Le Canada peut éventuellement améliorer ses relations commerciales et renforcer ses liens économiques avec d’autres partenaires commerciaux qui seront dans la même situation que les États-Unis, tels que l’UE, le Japon et la Corée du Sud. Dans le passé, les efforts du Canada pour diversifier ses échanges et réduire sa dépendance à l’égard des États-Unis ont généralement échoué et ont souffert d’un manque d’ambition et d’engagement soutenus. Toutefois, l’effondrement des idées reçues sur la fiabilité des États-Unis en tant que partenaire commercial pourrait donner un nouvel élan à l’élargissement de l’accès du Canada à d’autres marchés, un élan qui aurait plus de chances de surmonter l’attraction gravitationnelle du voisin le plus proche et le plus riche du Canada.

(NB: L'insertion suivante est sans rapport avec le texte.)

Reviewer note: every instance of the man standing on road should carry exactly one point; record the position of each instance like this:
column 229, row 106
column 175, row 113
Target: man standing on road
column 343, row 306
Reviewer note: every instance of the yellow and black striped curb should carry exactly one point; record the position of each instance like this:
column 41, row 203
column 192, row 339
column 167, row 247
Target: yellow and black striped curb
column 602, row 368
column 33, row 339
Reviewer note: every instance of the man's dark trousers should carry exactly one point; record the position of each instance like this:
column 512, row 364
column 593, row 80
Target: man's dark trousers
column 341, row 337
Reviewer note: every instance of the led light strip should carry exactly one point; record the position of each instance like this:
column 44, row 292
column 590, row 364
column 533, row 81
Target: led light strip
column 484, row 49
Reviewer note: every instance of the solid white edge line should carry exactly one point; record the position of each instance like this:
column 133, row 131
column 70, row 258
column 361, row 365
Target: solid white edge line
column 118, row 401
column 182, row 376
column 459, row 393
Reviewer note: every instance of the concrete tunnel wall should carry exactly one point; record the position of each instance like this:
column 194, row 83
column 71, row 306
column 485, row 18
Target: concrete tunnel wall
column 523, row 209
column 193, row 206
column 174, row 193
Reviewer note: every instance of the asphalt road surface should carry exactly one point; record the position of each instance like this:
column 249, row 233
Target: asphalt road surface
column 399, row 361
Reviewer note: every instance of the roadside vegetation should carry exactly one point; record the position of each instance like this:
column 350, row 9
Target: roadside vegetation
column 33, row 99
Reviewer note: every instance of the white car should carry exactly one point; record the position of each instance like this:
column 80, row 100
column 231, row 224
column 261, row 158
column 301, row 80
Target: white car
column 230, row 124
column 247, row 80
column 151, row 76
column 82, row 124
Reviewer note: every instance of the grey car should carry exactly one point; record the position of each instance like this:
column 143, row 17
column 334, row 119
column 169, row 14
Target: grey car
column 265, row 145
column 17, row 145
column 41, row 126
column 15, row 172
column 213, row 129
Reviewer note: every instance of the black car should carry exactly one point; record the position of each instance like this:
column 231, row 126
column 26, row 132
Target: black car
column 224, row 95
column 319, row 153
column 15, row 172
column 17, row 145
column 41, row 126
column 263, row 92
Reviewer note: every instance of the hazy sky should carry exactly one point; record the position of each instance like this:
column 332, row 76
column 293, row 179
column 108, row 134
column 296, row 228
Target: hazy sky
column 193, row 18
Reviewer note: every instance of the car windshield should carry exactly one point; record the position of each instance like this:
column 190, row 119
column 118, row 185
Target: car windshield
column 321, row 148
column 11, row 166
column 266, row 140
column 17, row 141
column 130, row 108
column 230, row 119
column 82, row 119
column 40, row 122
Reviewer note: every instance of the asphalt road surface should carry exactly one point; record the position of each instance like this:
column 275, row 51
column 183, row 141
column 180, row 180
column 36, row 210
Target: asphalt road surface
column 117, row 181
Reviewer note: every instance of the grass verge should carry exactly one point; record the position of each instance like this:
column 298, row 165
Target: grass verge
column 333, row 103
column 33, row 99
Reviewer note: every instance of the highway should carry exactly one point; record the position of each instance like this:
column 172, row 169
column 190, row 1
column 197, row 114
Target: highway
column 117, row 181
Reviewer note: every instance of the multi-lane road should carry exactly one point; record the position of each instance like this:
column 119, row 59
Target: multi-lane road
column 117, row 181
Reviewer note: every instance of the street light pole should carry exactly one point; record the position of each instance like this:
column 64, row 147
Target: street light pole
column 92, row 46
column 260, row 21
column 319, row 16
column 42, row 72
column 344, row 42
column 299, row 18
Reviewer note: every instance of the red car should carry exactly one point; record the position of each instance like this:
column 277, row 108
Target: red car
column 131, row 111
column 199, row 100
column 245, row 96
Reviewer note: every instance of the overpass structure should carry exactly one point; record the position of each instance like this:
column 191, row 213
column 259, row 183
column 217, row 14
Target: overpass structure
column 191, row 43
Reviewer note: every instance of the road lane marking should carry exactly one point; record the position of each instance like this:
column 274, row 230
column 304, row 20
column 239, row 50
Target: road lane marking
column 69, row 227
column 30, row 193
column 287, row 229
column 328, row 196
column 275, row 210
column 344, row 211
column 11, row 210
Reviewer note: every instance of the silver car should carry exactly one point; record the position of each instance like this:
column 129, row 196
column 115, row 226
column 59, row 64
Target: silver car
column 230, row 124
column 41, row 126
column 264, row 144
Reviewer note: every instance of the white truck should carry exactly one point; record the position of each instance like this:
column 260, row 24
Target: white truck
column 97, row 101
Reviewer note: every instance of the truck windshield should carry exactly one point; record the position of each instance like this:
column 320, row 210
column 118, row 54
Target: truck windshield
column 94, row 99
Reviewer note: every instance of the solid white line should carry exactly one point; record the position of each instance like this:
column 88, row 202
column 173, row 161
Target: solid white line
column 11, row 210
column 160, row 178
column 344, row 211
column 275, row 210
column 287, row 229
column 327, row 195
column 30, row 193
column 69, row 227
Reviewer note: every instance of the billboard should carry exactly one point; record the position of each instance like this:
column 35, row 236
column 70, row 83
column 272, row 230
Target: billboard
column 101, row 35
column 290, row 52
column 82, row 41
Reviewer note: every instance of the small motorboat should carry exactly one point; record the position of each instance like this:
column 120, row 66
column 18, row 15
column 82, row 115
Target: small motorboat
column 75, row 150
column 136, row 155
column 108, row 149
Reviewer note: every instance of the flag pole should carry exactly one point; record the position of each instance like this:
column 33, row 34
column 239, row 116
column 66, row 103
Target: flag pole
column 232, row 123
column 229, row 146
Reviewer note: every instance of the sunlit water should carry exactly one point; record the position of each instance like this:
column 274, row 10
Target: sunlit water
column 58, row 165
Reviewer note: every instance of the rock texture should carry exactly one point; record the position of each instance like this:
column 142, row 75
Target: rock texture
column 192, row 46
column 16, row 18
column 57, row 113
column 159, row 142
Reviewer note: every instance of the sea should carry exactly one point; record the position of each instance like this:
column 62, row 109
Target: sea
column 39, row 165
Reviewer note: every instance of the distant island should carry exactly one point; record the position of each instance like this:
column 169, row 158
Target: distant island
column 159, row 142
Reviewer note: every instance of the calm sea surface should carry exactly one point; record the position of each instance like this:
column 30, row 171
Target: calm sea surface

Il est également probable que des pressions politiques s’exercent au Canada pour que des mesures de soutien soient prises au profit des travailleurs et des entreprises touchés par les tarifs douaniers américains ou par une guerre commerciale générale. Dans la mesure où ce soutien prend la forme de subventions, il risque d’être contesté par les partenaires commerciaux du Canada, y compris les États-Unis eux-mêmes.
Conclusion
Le Canada ne sera pas le seul pays à subir les conséquences d’un changement de la politique commerciale des États-Unis. Toutefois, ses liens économiques particulièrement étroits avec les États-Unis et sa dépendance à l’égard des exportations le rendent particulièrement vulnérable. Cette vulnérabilité est exacerbée par le solde traditionnellement négatif des investissements étrangers nets et par l’écart croissant entre les investissements directs du Canada vers les États-Unis et ceux des États-Unis vers le Canada. Face à ce défi, les entreprises canadiennes devraient s’inspirer de leur expérience lors du premier mandat de Trump à la présidence et se préparer à naviguer à travers des eaux encore plus orageuses au cours des prochaines années.